Long Copy vs. Short Copy: The Definitive
by Marcia Yudkin
“Why the heck do they write those long, long sales letters, the ones that blab on and on forever? They can’t possibly work!”
More misconceptions circulate about long copy than about any other issue in copywriting. They come up from people learning copywriting, from business owners who use a limited repertoire of marketing tools, from opinionated prospective copywriting clients and from folks thrust unexpectedly into marketing for their organization.
The quick answer is that longer copy usually sells better than shorter copy, but not always.
From Claude Hopkins and David Ogilvy to Bob Bly and Jay Levinson, all the advertising experts with the deep pockets to test long against short copy or to know about clients’ in-house tests report that long copy wins, most of the time.
Once you understand the reasons for this, and the principles of persuasion and communication at work in long copy, you will find this truth more believable, even in an age of
YouTube, Twitter and 10-second attention spans.
You’ll be in a better position to punch down common yet mistaken objections to long copy, defend it to skeptical colleagues or customers and use writing to sell.
Why Does Long Copy Work?
Copywriting is salesmanship in print. A written sales pitch substitutes words on paper or on a computer screen for face-to-face interaction about a product or service.
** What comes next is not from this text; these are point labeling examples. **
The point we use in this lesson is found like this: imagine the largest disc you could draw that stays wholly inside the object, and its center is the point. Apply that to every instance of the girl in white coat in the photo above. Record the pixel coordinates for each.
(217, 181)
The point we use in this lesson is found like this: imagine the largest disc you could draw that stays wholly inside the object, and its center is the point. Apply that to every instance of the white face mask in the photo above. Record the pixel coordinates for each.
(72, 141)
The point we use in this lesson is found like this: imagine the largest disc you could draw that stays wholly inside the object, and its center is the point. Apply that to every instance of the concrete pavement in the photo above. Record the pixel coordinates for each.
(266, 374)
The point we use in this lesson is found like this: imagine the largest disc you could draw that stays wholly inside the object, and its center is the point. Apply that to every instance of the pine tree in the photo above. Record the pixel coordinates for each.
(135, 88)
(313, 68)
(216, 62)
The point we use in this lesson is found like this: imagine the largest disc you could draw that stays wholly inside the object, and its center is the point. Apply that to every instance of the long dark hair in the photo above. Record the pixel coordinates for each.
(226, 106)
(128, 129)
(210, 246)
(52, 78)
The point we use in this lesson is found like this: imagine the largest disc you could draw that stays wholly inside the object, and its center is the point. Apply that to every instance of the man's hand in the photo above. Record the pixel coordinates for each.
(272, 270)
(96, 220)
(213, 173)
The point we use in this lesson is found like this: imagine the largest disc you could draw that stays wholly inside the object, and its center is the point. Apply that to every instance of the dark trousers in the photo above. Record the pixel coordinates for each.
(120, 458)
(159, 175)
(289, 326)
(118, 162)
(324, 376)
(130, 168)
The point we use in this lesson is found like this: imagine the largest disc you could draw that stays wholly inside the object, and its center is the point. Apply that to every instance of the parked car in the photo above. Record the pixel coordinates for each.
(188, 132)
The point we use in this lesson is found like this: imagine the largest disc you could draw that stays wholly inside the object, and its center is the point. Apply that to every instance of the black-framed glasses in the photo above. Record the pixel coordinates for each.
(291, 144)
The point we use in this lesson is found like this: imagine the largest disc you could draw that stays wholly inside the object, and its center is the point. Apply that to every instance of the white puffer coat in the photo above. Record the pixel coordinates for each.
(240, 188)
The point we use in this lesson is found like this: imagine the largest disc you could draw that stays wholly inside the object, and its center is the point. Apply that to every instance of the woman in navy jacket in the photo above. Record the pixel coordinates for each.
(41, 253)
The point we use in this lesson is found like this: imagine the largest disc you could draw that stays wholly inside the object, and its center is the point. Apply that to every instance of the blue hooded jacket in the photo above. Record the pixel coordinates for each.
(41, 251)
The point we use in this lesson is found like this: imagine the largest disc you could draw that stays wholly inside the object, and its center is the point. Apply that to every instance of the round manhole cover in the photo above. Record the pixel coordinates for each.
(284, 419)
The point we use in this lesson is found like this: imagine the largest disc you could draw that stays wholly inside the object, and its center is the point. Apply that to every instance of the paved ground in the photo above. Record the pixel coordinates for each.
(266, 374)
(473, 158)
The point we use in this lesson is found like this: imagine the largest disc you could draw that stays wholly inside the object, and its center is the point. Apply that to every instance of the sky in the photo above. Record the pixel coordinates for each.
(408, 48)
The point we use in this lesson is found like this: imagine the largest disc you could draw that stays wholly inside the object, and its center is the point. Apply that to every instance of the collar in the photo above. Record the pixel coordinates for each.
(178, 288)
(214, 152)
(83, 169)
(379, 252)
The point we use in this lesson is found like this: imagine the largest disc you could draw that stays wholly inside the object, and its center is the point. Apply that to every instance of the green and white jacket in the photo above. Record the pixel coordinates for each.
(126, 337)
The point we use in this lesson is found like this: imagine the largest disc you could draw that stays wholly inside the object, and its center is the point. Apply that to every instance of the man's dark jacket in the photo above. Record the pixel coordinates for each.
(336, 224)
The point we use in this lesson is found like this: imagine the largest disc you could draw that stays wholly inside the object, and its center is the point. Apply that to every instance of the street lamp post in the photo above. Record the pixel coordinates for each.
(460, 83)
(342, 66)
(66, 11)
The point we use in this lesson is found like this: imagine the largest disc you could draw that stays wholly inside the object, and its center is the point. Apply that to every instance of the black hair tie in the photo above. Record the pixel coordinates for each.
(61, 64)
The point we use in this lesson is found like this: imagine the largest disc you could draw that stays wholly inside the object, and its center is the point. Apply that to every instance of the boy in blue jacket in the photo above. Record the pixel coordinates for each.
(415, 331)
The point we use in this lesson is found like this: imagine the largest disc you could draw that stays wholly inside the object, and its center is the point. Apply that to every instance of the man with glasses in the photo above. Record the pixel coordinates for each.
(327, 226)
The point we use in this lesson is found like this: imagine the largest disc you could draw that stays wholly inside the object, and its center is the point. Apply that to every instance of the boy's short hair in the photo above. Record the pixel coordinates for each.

Think about purchases you’ve made out and about in the world where you needed to ask a lot of questions – purchases like life insurance, a new heating system for your house, college or day care for your kids, or discretionary surgery.
Then imagine a roomful or stadium full of people who, like you, are considering one of those items. Clearly the list of things someone in that group wants to know before signing on the dotted line is quite extensive.
What Say the Greats?
David Ogilvy: “Claude Hopkins once wrote five pages of solid text for Schlitz beer. In a few months, Schlitz moved up from fifth place to
first... We have even been able to get people to read long copy about gasoline.”
John Caples: “If your ad is interesting, people will read all the copy you can give them. If the ad is dull, short copy won’t save it.”
Claude Hopkins: “The more you tell, the more you sell.”
Victor Schwab: “The sludge of human inertia is so stagnant that too small an amount of copy cannot make that sludge flow into action. It’s a rare copy idea that can be presented with great brevity and still get immediate action.”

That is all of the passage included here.